Towards infinite games
The ideal form of gigwork is infinite not finite – it should be enjoyable and serving a purpose beyond just making a living.
“You know you are free when your motivation is infinite-game-like: you’re playing to continue the play.”
“Good game rules make you want to keep playing and stay in an indefinitely perpetuated state of play until you run out of energy.”
“Bad game rules hook your worst instincts and drive you to win, once and for all, regardless of what it does to other players, and arrive at a permanent win condition and never leave.”
“Companies are naturally constructs designed to catalyze seriousness rather than play, which arguably is why the work-vs.-play dichotomy emerged in the first place.”
Fixed point futurism
One can find meaning and purpose through ‘fixed point futurism’.

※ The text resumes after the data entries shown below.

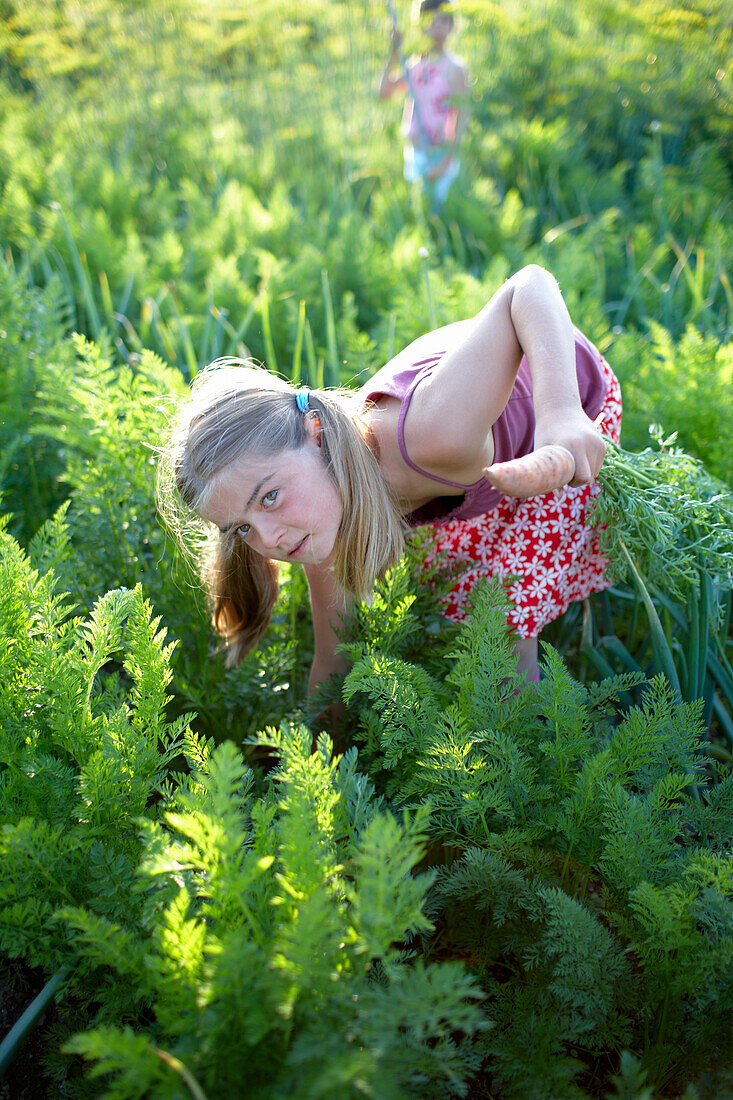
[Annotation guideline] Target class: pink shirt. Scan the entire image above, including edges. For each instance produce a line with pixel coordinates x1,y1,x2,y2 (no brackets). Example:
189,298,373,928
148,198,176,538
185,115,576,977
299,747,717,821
405,57,458,146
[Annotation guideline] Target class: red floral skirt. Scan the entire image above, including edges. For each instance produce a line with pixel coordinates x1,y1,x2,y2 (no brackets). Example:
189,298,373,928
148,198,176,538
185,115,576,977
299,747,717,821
430,360,622,638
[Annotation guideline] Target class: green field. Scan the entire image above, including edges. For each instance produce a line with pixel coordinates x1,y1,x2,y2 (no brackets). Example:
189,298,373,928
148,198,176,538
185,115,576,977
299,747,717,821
0,0,733,1100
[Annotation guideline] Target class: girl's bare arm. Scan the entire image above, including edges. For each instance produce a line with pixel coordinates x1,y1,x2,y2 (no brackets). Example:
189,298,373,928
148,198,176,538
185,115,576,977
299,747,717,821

“Don’t make plans, choose fixed points. Choose one thing to make true, force to be true, about the future. Something that is likely to be within your control, no matter how the future plays out. Something that isn’t rationally derived from something else more basic, but is sort of arbitrary and self-defining. The more nonsensical the better. The fix for the default disease of having more rationality than sense is to aim at more nonsense than sense.”
“A way to understand fixed-point futurism is to think of it as a priceless commitment. No matter what happens, and no matter what else goes wrong or off-the-rails in weird ways, you’ll make sure one thing goes really, really right, even if you have to go crazy making sure it does. In other words, you’re committing future agency and surplus resources unconditionally to the defense of your fixed point”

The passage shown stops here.